Action en retranchement
Recours en justice dont bénéficient les enfants d’un « premier lit » d’une personne décédée.
Elle permet aux intéressés de remettre en cause un avantage matrimonial profitant au conjoint survivant ; par exemple, une clause d’attribution intégrale de la communauté.
Le conjoint ne reçoit pas la totalité des biens communs, mais seulement ce qu’il aurait eu grâce à une donation entre époux classique. Cette action permet aux enfants de toucher leur part d’héritage. Sans elle, ils seraient déshérités puisqu’ils n’héritent pas du conjoint survivant avec lequel ils n’ont aucun lien de parenté. Les enfants d’un premier lit peuvent renoncer à l’avance à exercer leur action en retranchement avant le décès du conjoint survivant.

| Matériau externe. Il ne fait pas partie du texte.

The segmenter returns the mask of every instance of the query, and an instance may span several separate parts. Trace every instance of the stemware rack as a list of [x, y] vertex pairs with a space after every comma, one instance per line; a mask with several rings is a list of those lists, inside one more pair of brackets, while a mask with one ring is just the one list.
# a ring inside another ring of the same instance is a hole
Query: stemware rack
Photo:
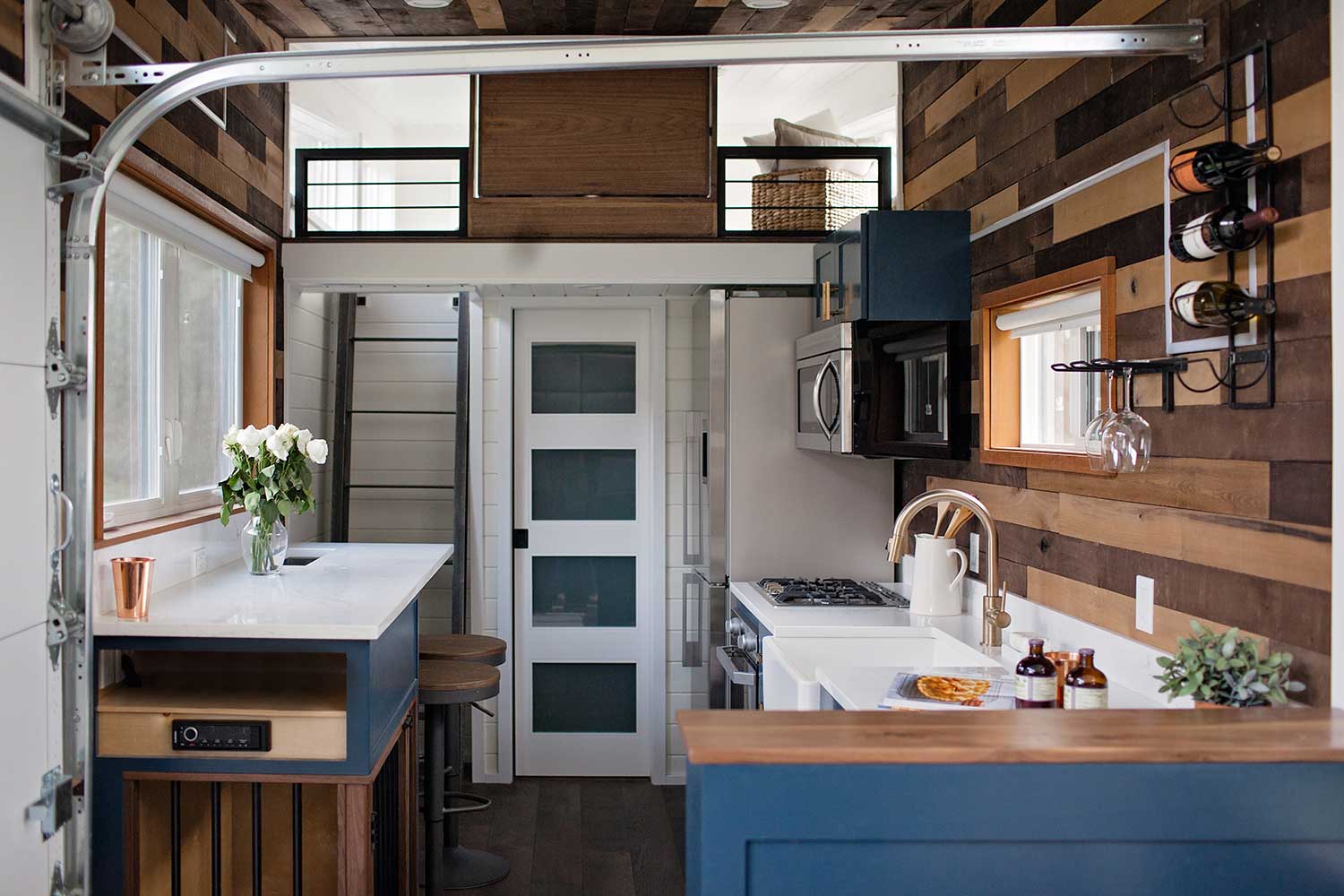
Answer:
[[[1254, 60], [1259, 60], [1259, 83], [1247, 87], [1246, 103], [1236, 106], [1232, 103], [1232, 69], [1236, 63], [1247, 60], [1249, 64], [1254, 64]], [[1223, 120], [1223, 140], [1234, 140], [1232, 125], [1235, 124], [1236, 116], [1246, 116], [1249, 113], [1263, 114], [1265, 133], [1258, 134], [1258, 140], [1266, 140], [1274, 142], [1274, 94], [1273, 82], [1270, 81], [1270, 52], [1269, 42], [1261, 40], [1251, 46], [1249, 50], [1242, 52], [1224, 56], [1222, 63], [1222, 77], [1223, 77], [1223, 99], [1219, 101], [1214, 91], [1210, 90], [1208, 85], [1203, 81], [1192, 85], [1191, 87], [1173, 95], [1168, 105], [1176, 120], [1191, 129], [1203, 129], [1212, 125], [1219, 118]], [[1203, 91], [1208, 97], [1208, 102], [1214, 105], [1218, 110], [1211, 118], [1203, 122], [1189, 122], [1181, 117], [1176, 110], [1176, 103], [1191, 94]], [[1262, 102], [1263, 101], [1263, 102]], [[1254, 179], [1230, 183], [1224, 188], [1224, 199], [1227, 203], [1243, 203], [1254, 208], [1267, 208], [1274, 204], [1274, 167], [1266, 167]], [[1263, 201], [1257, 203], [1257, 188], [1261, 188]], [[1261, 240], [1257, 249], [1263, 247], [1263, 297], [1274, 298], [1274, 228], [1269, 227], [1265, 232], [1265, 239]], [[1164, 247], [1165, 250], [1165, 247]], [[1227, 253], [1227, 279], [1228, 282], [1236, 282], [1236, 257], [1239, 253]], [[1168, 313], [1171, 313], [1168, 310]], [[1263, 341], [1259, 345], [1253, 347], [1238, 347], [1236, 336], [1238, 328], [1227, 328], [1227, 361], [1222, 371], [1214, 364], [1214, 361], [1207, 357], [1198, 357], [1195, 360], [1208, 364], [1214, 375], [1214, 384], [1203, 388], [1193, 388], [1181, 379], [1181, 386], [1184, 386], [1191, 392], [1210, 392], [1215, 388], [1223, 387], [1227, 390], [1227, 407], [1234, 410], [1253, 410], [1253, 408], [1269, 408], [1274, 407], [1274, 314], [1261, 316], [1259, 324], [1263, 328]], [[1250, 382], [1241, 382], [1238, 371], [1243, 367], [1259, 368], [1258, 375]], [[1060, 373], [1117, 373], [1122, 375], [1124, 371], [1129, 369], [1133, 373], [1159, 373], [1163, 377], [1163, 410], [1173, 411], [1175, 404], [1175, 380], [1180, 379], [1180, 375], [1189, 368], [1189, 361], [1179, 355], [1168, 357], [1153, 357], [1144, 360], [1117, 360], [1110, 359], [1093, 359], [1087, 361], [1070, 361], [1066, 364], [1051, 364], [1051, 369]], [[1265, 380], [1265, 400], [1262, 402], [1242, 402], [1238, 398], [1238, 392], [1258, 386], [1261, 380]], [[1130, 402], [1133, 402], [1133, 384], [1130, 384]]]
[[[1118, 361], [1113, 361], [1109, 357], [1094, 357], [1089, 361], [1067, 361], [1050, 365], [1050, 369], [1056, 373], [1114, 373], [1121, 377], [1124, 377], [1126, 372], [1130, 372], [1134, 376], [1159, 373], [1163, 377], [1163, 410], [1168, 412], [1176, 410], [1175, 379], [1177, 375], [1184, 373], [1188, 368], [1189, 361], [1175, 355], [1171, 357], [1145, 357], [1141, 360]], [[1129, 403], [1134, 403], [1133, 379], [1129, 379]]]

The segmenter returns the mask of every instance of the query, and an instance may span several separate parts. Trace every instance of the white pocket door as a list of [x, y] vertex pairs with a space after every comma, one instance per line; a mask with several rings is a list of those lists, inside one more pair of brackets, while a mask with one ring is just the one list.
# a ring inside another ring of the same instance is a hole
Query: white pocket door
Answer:
[[519, 310], [513, 340], [516, 772], [648, 775], [649, 313]]

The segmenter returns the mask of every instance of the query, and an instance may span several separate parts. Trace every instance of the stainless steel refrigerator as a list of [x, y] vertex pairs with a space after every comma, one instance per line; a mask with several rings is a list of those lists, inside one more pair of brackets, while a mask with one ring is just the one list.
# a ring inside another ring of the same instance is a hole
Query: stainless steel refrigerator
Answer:
[[812, 329], [810, 289], [712, 289], [692, 301], [669, 564], [681, 571], [681, 665], [708, 669], [710, 705], [722, 708], [714, 650], [726, 642], [730, 580], [890, 580], [894, 462], [796, 447], [794, 339]]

Agira (Association pour la gestion des informations sur le risque en assurance)
Organisme mis en place par les assureurs afin de recenser les bénéficiaires de contrat d’assurance vie. Les personnes qui pensent être bénéficiaires d’un contrat peuvent le contacter par écrit pour s’en assurer.

Avantages matrimoniaux
Dispositions insérées dans un contrat de mariage afin de favoriser le conjoint survivant en cas de décès de l’un des époux (clause de préciput ou clause d’attribution intégrale de la communauté, par exemple).

Communauté universelle
Régime matrimonial dans lequel tous les biens des époux sont communs (cas le plus fréquent). Pour adopter ce régime, le couple doit passer un contrat de mariage notarié. Le contrat contient généralement, en outre, une clause d’attribution intégrale de la communauté au conjoint survivant. Au décès d’un des époux, les biens communs sont alors transmis au conjoint survivant sans droits fiscaux et sans que les enfants communs du couple puissent s’y opposer.

Contrat de mariage
Acte notarié dans lequel des futurs époux, ou un couple marié en cas de changement de régime matrimonial choisissent leur régime matrimonial. Le contrat de mariage peut contenir d’autres dispositions : avantages matrimoniaux, donation entre époux…

Démembrement de propriété
Le droit de propriété peut être divisé (démembré) entre un usufruitier et un (des) nu(s)-propriétaire(s), situation fréquente à la suite d’un décès. L’usufruitier d’un bien a le droit de l’utiliser, de le louer et d’en tirer des revenus (loyers, revenus de valeurs mobilières…). Quant au nu-propriétaire, il ne possède qu’un droit de propriété virtuel. Au décès de l’usufruitier, son usufruit s’éteint et le nu-propriétaire se retrouve entièrement propriétaire du bien, sans droits de succession à payer.

Don manuel
Remise de la main à la main d’une somme d’argent, d’un chèque, de bijoux… Ce procédé courant, et tout à fait valable, constitue, avec le présent d’usage, une exception à la règle selon laquelle une donation doit être consentie dans un acte notarié.

Donataire
Personne qui reçoit une donation.

Donateur
Personne qui donne un ou plusieurs biens lui appartenant.

Donation
Acte par lequel une personne (le donateur) transmet, de manière immédiate et irrévocable, un bien lui appartenant à une autre personne (le donataire), qui l’accepte. Toute donation doit être notariée, sous peine de nullité. Exceptions à cette règle : le don manuel et le présent d’usage (voir ces mots).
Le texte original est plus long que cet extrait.